Liver transplantation for individuals with alcoholic liver disease, including alcoholic cirrhosis and acute alcoholic hepatitis, has become an accepted therapy. Historically, a common requirement for eligibility for liver transplantation in alcoholics was a period of 6 months of alcohol abstinence (Singal et al., 2012; Weinrieb et al., 2000). However, recent studies have challenged the strict adherence to this abstinence period as the sole criterion for transplant eligibility in patients with alcoholic liver cirrhosis (Hajifathalian et al., 2016). Liver transplantation is considered a life-saving option for patients with severe alcoholic hepatitis who have failed medical management and meet all other standard transplantation criteria (Dureja & Lucey, 2010). In fact, refractory alcoholic hepatitis has emerged as a new indication for liver transplantation in carefully selected non-responders to corticosteroids (Marot et al., 2020).

Alcoholic liver disease is a significant indication for liver transplantation, representing the second most common reason for liver transplants in the United States and Europe (Lim et al., 2017; Winckler et al., 2010; Cuadrado et al., 2005). Despite the controversies surrounding liver transplantation for alcoholic liver disease, studies have shown that the outcomes after liver transplantation for alcoholic hepatitis are comparable to those for alcoholic cirrhosis (Lim et al., 2017). However, alcohol relapse post-transplantation remains a concern, as it can negatively impact long-term patient survival (Cuadrado et al., 2005). Factors influencing relapse and survival post-transplantation in patients with alcohol-induced liver disease have been studied extensively (Schneekloth et al., 2021).

In conclusion, while liver transplantation is a viable treatment option for individuals with alcoholic liver disease, including alcoholic hepatitis, careful patient selection, comprehensive psychosocial assessments, and ongoing support for alcohol abstinence are crucial to ensure successful outcomes post-transplantation. The evolving landscape of liver transplantation for alcoholic liver disease necessitates a nuanced approach that considers individual patient characteristics and risk factors for relapse.

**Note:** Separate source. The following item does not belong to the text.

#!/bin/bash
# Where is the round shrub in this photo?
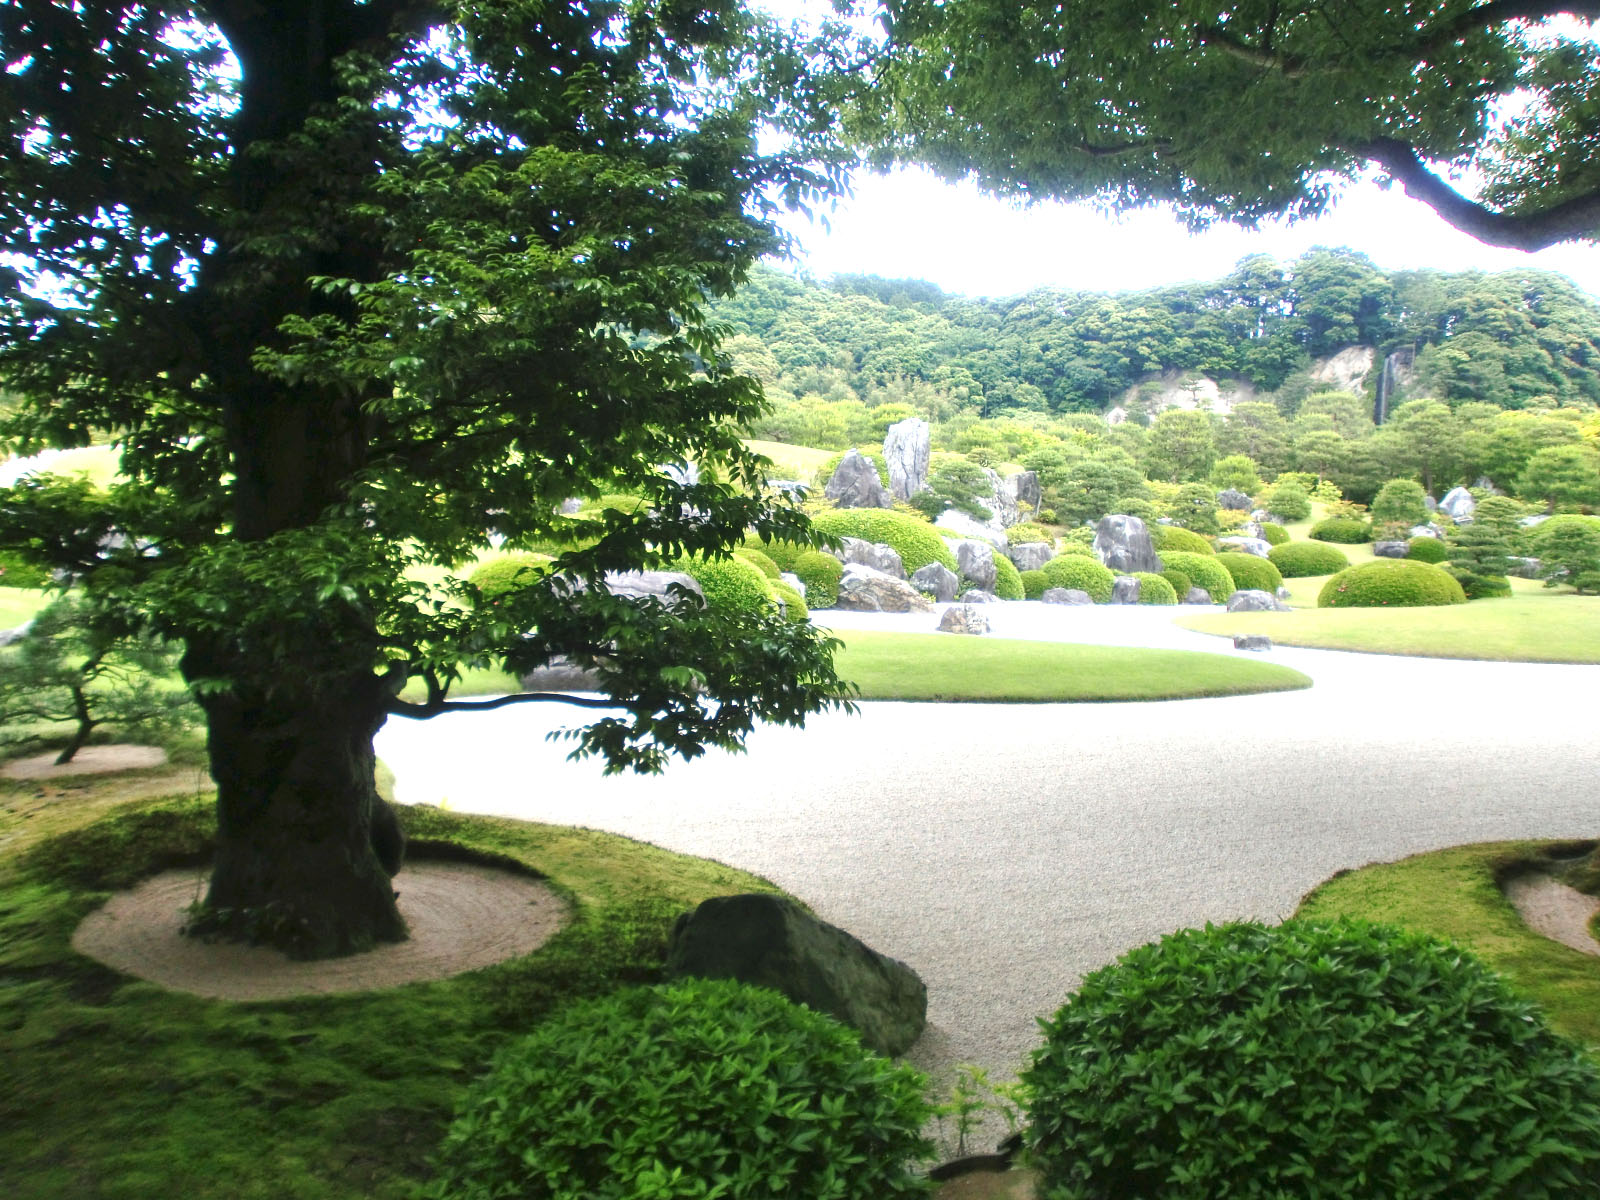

  1. Cuadrado, A., Fábrega, E., Casafont, F., & Pons‐Romero, F. (2005). Alcohol recidivism impairs long-term patient survival after orthotopic liver transplantation for alcoholic liver disease. Liver Transplantation, 11(4), 420-426.
  2. Dureja, P. and Lucey, M. (2010). The place of liver transplantation in the treatment of severe alcoholic hepatitis. Journal of Hepatology, 52(5), 759-764.
  3. Hajifathalian, K., Humberson, A., Hanouneh, M., Barnes, D., Arora, Z., Zein, N., … & Hanouneh, I. (2016). Ohio solid organ transplantation consortium criteria for liver transplantation in patients with alcoholic liver disease. World Journal of Hepatology, 8(27), 1149.
  4. Lim, J., Curry, M., & Sundaram, V. (2017). Risk factors and outcomes associated with alcohol relapse after liver transplantation. World Journal of Hepatology, 9(17), 771.
  5. Marot, A., Moreno, C., & Deltenre, P. (2020). Liver transplant for alcoholic hepatitis: a current clinical overview. Expert Review of Gastroenterology & Hepatology, 14(7), 591-600.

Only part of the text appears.